Saint-Germain odnosiła się do nich z dużym dystansem.
Napoleon III, jeszcze
przed ogłoszeniem się cesarzem, musiał zadbać o przyszłość dynastii, gdyż – po
wyłączeniu linii Lucjana Bonapartego z praw do następstwa tronu przez Napoleona
I – jedynym ewentualnym dziedzicem tronu był nielubiany i reprezentujący nazbyt
rewolucyjne poglądy Plonplon, syn Hieronima, byłego króla Westfalii. Córki
panujących Habsburgów, Romanowów czy Burbonów nie wchodziły w rachubę, gdyż
Bonapartowie nadal byli przez stare dwory europejskie ledwie tolerowani.

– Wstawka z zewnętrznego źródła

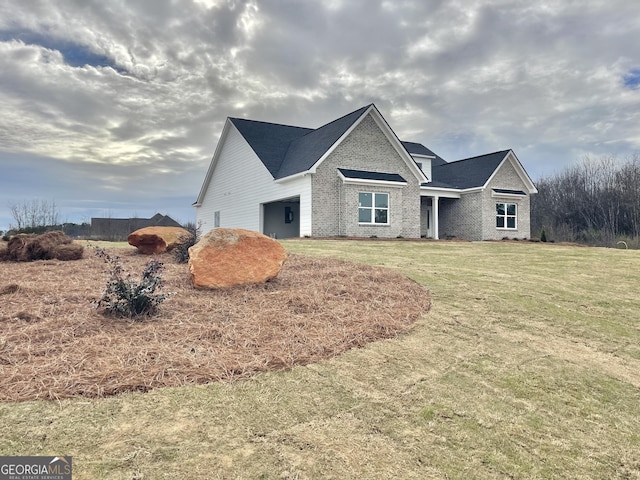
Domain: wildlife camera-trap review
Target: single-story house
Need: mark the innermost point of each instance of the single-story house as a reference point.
(354, 177)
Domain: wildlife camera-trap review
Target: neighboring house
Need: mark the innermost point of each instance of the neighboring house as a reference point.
(354, 177)
(120, 228)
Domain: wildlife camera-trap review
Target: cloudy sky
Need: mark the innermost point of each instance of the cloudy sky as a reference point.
(113, 107)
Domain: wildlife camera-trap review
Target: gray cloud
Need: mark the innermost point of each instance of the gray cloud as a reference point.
(120, 103)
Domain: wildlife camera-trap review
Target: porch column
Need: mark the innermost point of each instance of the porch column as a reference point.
(436, 226)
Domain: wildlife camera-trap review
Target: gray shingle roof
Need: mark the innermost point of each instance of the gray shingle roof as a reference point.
(287, 150)
(364, 175)
(270, 141)
(509, 192)
(469, 172)
(419, 149)
(305, 151)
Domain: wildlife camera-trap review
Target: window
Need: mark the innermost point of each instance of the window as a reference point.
(506, 215)
(373, 208)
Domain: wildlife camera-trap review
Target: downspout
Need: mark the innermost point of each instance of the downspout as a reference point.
(436, 214)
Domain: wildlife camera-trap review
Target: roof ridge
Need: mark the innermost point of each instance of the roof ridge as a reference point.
(270, 123)
(477, 156)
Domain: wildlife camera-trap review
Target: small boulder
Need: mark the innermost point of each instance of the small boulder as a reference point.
(46, 246)
(152, 240)
(227, 257)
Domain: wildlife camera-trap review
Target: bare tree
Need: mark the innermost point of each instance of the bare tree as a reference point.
(34, 214)
(595, 201)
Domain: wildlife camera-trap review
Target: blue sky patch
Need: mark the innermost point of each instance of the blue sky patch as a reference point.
(74, 54)
(632, 79)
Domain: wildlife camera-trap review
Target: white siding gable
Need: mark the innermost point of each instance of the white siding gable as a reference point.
(240, 183)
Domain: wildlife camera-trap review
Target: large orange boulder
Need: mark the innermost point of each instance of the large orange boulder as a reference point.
(152, 240)
(226, 257)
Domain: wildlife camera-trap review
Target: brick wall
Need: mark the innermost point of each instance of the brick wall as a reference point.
(461, 217)
(506, 178)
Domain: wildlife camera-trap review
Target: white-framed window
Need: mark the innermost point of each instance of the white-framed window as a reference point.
(507, 216)
(373, 208)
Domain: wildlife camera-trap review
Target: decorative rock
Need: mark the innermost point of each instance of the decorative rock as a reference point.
(46, 246)
(227, 257)
(152, 240)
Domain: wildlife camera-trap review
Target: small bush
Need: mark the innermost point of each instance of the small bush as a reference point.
(123, 296)
(181, 250)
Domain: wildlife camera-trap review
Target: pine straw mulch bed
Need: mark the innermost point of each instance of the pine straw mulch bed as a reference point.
(54, 343)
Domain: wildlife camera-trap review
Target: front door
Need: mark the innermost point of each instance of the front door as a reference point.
(429, 221)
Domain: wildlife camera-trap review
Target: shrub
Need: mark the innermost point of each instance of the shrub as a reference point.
(181, 250)
(123, 296)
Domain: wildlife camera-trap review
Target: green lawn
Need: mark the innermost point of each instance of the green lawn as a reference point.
(527, 366)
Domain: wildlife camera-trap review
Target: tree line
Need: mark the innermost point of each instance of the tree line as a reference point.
(596, 202)
(39, 216)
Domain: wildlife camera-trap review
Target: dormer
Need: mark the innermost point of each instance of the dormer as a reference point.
(424, 162)
(422, 156)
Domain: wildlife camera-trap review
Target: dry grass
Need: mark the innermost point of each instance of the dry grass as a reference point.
(527, 366)
(54, 344)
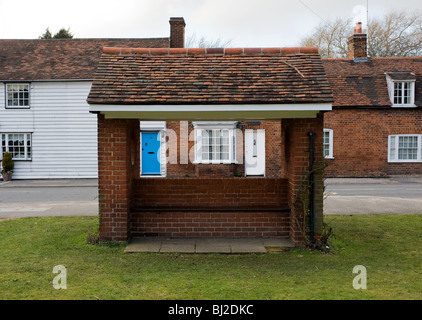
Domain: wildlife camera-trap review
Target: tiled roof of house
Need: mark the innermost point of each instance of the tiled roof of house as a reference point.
(59, 58)
(364, 83)
(210, 76)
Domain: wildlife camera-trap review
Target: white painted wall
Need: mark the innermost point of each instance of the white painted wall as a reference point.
(64, 133)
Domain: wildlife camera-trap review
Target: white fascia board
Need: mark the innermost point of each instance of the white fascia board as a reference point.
(212, 108)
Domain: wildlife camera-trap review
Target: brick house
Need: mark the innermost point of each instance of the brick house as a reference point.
(375, 128)
(240, 129)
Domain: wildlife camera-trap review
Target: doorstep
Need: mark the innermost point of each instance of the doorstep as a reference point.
(208, 245)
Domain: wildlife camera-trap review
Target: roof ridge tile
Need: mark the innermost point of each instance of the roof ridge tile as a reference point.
(212, 51)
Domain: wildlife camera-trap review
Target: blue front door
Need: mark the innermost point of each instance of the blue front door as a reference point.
(150, 153)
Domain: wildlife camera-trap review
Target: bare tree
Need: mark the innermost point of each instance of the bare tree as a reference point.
(330, 37)
(395, 34)
(193, 41)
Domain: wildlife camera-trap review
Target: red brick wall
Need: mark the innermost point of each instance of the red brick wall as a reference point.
(210, 207)
(240, 207)
(210, 192)
(360, 145)
(211, 224)
(118, 163)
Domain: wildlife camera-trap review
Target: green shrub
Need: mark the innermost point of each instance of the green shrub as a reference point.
(7, 162)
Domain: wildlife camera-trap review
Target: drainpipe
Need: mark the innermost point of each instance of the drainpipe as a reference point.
(311, 186)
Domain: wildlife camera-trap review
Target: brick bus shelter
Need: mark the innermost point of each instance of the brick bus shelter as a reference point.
(234, 133)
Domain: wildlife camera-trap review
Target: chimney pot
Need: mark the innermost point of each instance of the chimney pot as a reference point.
(177, 32)
(358, 27)
(357, 43)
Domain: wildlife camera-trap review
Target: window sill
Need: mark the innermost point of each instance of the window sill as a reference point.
(404, 106)
(404, 161)
(214, 162)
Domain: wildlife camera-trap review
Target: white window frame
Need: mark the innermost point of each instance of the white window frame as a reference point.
(330, 145)
(5, 137)
(9, 91)
(393, 148)
(391, 91)
(201, 126)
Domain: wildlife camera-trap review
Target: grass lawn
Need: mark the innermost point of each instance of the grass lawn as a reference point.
(389, 246)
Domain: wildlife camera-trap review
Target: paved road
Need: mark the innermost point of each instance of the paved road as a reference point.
(28, 198)
(25, 198)
(402, 195)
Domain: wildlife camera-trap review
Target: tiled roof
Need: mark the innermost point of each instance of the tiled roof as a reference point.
(364, 84)
(59, 58)
(210, 76)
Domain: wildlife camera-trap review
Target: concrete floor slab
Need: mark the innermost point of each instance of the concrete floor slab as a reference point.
(178, 245)
(144, 245)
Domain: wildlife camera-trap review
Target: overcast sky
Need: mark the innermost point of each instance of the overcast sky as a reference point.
(247, 23)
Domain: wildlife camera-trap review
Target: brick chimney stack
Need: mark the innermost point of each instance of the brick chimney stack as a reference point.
(357, 43)
(177, 32)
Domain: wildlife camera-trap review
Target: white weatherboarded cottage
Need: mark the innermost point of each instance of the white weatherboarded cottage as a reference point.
(50, 134)
(44, 117)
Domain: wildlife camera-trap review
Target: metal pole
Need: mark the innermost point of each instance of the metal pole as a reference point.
(311, 186)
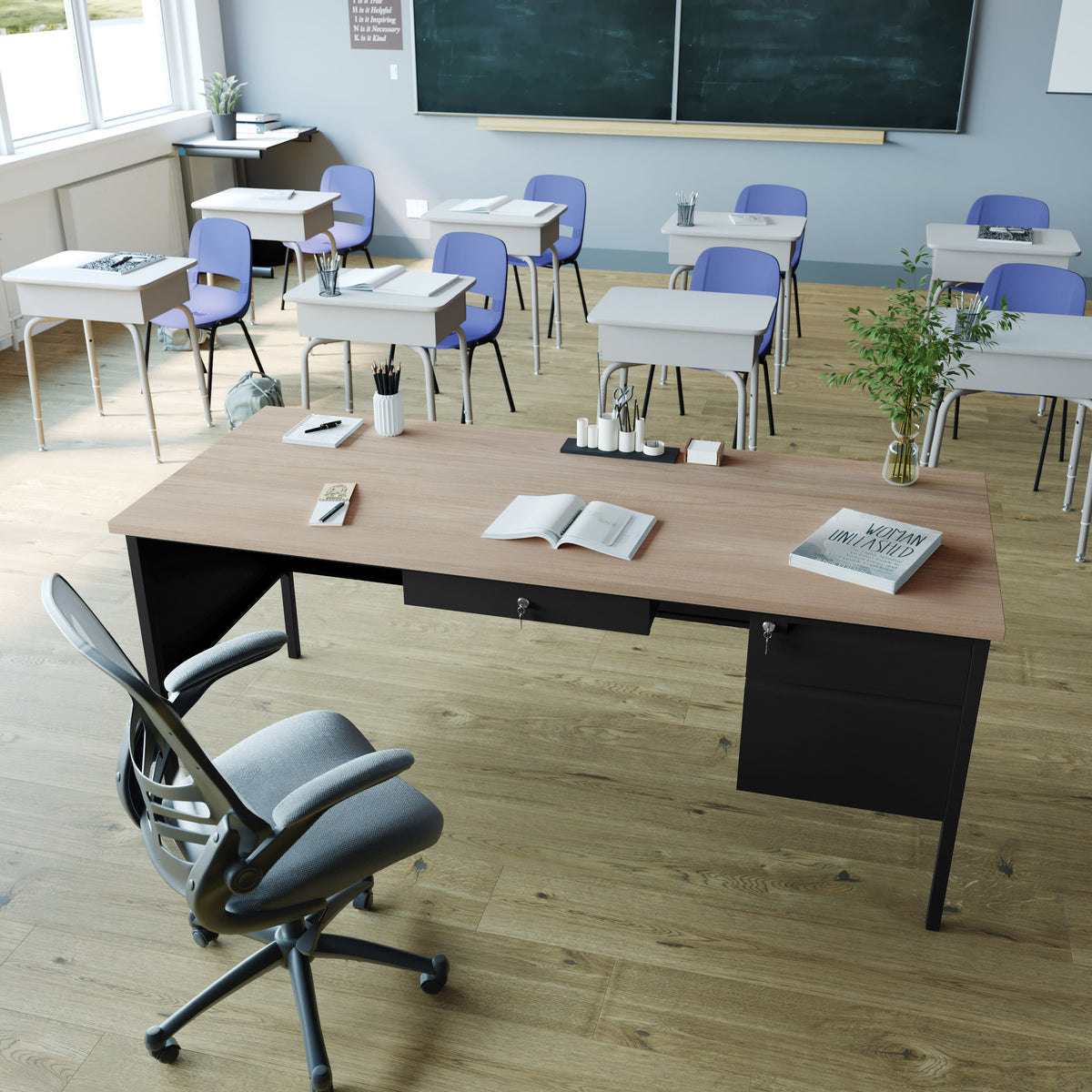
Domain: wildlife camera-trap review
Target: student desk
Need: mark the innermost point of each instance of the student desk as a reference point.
(713, 331)
(56, 288)
(858, 698)
(1041, 354)
(776, 236)
(960, 257)
(418, 321)
(524, 238)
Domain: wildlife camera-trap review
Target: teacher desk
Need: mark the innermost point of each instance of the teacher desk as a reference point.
(853, 697)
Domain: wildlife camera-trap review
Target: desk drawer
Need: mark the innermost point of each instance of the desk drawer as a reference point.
(563, 606)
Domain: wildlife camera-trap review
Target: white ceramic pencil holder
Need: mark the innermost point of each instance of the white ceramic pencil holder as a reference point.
(389, 414)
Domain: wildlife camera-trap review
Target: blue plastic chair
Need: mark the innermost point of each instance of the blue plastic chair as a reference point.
(1044, 289)
(222, 248)
(733, 270)
(484, 258)
(358, 189)
(779, 201)
(571, 192)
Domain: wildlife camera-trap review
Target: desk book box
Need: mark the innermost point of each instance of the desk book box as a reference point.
(866, 550)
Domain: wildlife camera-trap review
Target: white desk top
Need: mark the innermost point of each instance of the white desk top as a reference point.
(309, 293)
(247, 199)
(63, 270)
(1048, 241)
(693, 311)
(719, 225)
(442, 213)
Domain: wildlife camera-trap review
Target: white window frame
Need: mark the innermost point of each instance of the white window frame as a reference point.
(79, 22)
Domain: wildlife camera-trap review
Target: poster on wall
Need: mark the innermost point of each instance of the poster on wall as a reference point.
(375, 25)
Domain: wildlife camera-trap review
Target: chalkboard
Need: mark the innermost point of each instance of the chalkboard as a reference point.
(842, 64)
(854, 64)
(568, 59)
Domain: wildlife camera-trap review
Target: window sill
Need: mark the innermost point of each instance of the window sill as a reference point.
(58, 163)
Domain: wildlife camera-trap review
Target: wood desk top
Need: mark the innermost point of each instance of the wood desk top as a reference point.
(724, 535)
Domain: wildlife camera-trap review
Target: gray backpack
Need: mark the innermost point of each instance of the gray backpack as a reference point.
(249, 394)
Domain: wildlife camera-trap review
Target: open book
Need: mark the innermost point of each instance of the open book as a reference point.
(562, 518)
(397, 279)
(866, 550)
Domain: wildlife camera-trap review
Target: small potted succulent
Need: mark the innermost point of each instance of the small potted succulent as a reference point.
(911, 352)
(222, 96)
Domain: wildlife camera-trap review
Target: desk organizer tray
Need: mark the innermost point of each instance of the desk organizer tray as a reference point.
(569, 448)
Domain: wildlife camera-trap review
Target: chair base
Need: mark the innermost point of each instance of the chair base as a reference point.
(294, 945)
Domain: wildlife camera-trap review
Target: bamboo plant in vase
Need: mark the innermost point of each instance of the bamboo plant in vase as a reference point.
(222, 96)
(911, 352)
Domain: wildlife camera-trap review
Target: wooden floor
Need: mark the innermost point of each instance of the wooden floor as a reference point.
(617, 915)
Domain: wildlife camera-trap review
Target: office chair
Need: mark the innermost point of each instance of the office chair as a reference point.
(733, 270)
(358, 189)
(779, 201)
(222, 248)
(484, 258)
(571, 192)
(272, 839)
(1046, 289)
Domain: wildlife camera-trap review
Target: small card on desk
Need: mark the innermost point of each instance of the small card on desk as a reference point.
(332, 506)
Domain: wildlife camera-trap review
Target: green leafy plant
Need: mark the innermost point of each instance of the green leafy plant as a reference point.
(912, 349)
(222, 93)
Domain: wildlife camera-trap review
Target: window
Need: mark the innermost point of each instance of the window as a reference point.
(68, 66)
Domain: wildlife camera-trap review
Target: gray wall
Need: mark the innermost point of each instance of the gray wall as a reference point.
(864, 202)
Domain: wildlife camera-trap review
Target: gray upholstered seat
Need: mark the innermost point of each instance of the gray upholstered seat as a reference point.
(273, 838)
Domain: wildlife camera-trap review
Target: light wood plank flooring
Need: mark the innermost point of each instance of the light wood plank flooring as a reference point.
(617, 915)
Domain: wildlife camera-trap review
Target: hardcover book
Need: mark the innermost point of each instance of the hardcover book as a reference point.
(866, 550)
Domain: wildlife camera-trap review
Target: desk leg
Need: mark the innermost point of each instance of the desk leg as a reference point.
(197, 364)
(1075, 454)
(430, 380)
(534, 312)
(88, 339)
(557, 293)
(32, 375)
(147, 387)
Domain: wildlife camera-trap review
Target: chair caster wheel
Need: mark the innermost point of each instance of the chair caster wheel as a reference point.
(202, 937)
(435, 982)
(162, 1047)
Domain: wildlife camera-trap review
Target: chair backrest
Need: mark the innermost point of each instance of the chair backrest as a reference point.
(740, 270)
(222, 247)
(483, 257)
(565, 190)
(1009, 211)
(358, 189)
(168, 784)
(1041, 288)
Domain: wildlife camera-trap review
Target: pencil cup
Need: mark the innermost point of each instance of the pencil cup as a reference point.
(609, 434)
(389, 414)
(328, 282)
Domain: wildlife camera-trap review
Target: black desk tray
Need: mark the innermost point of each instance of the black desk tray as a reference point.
(569, 448)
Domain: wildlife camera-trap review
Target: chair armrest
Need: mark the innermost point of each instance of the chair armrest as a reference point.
(194, 676)
(307, 803)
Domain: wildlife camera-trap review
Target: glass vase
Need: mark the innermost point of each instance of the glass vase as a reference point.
(902, 461)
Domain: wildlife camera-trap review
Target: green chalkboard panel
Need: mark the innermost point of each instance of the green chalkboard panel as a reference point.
(568, 58)
(854, 64)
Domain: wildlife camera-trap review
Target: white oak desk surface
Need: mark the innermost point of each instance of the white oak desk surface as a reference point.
(423, 500)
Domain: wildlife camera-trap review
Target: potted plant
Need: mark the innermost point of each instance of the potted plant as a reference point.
(911, 352)
(222, 96)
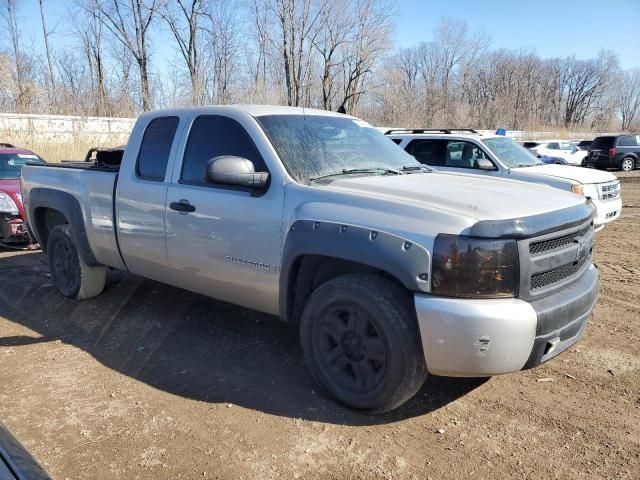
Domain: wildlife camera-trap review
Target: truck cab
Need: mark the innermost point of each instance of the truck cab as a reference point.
(391, 270)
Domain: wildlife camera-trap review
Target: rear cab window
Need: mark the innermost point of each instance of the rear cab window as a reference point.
(602, 143)
(155, 148)
(628, 141)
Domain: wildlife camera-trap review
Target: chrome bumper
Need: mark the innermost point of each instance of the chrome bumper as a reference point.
(474, 338)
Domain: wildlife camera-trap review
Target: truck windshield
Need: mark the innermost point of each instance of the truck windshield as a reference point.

Napoleon zaczął się więc starać o rękę najpiękniejszej wówczas księżniczki
Europy, Karoli von Holstein-Gottorp, zwanej księżniczką Waza, wnuczki
zdetronizowanego króla Szwecji Gustawa IV Adolfa. Jednak tym planom
matrymonialnym sprzeciwił się jej ojciec Gustaw, były następca tronu Szwecji,
który nie widział dla ukochanej córki przyszłości w niespokojnej politycznie
Francji (powiedział jej: „Jeśli za niego wyjdziesz, to za 20 lat znajdziesz się
na bruku pozbawiona wszystkiego”). Był wówczas rok 1850, a książę Gustaw
trafnie przepowiedział przyszłość i wydał Karolę za Alberta Wettina,
późniejszego króla Saksonii. Następną kandydatką z rodów suwerennych była
Adelajda von Hohenlohe, krewna królowej Wiktorii, ale i tu zaloty cesarza
Francuzów odrzucono. Trzeba się było zatem rozejrzeć się za kandydatką z rodów
niekoronowanych.
Księżniczka Matylda,
zapraszając panie de Montijo na przyjęcie, miała ukryte zamiary: po pierwsze,
będąc sama niegdyś zaręczona z Napoleonem III nie chciała widzieć innej kobiety
na tronie francuskim; po drugie uważała sukcesję za zapewnioną przez swego
brata Plonplona, a więc umyśliła sobie podsunąć Eugenię Napoleonowi jako
kandydatkę na metresę (aktualną była bogata Amerykanka Miss Howard, która
pożyczyła mu kilkanaście milionów na kampanię prezydencką r. 1848) lub na
małżonkę morganatyczną. Bardzo się przeliczyła, bowiem droga do łoża Eugenii,
dumnej arystokratki i pobożnej katoliczki mogła prowadzić tylko od ołtarza. W
czasie przyjęcia u Matyldy Napoleon zakochał się w pięknej Hiszpance i odtąd
panie de Montijo były regularnie zapraszane na soirées do Pałacu Elizejskiego,
czy do Compiègne na polowania.
2 grudnia 1852 r.
Napoleon, po zwycięskim referendum w sprawie transformacji II Republiki w
dziedziczne cesarstwo (7 824 189 głosów za i tylko 233 145 przeciw), wjechał
triumfalnie do Paryża. Przyjął tam defiladę wojskową, której z okien pałacu
Tuilerie przyglądała się Eugenia z rodziną i przyjaciółmi. Widząc ją tam,
Napoleon ostatecznie postanowił ją poślubić. Przez cały grudzień trwały
zaciekłe dyskusje z krewnymi z rodu Bonapartych z pośród których tylko król
Hieronim zachowywał się neutralnie, a jego dzieci Plonplon i Matylda były
gwałtownie przeciwne planom kuzyna. Na balu noworocznym w 1853 r. w
odrestaurowanym Tuileri, swej nowej rezydencji, Napoleon poprosił Eugenię o
rękę i dwa dni później wysłał formalny list z oświadczynami do jej matki. 22
stycznia w obecności rządu i senatu wygłosił mowę, w której
powiedział: „Pobożna katoliczka, będzie do nieba kierować te same modlitwy o
pomyślność dla Francji co ja (...). Jest wysoko i szlachetnie urodzona (...).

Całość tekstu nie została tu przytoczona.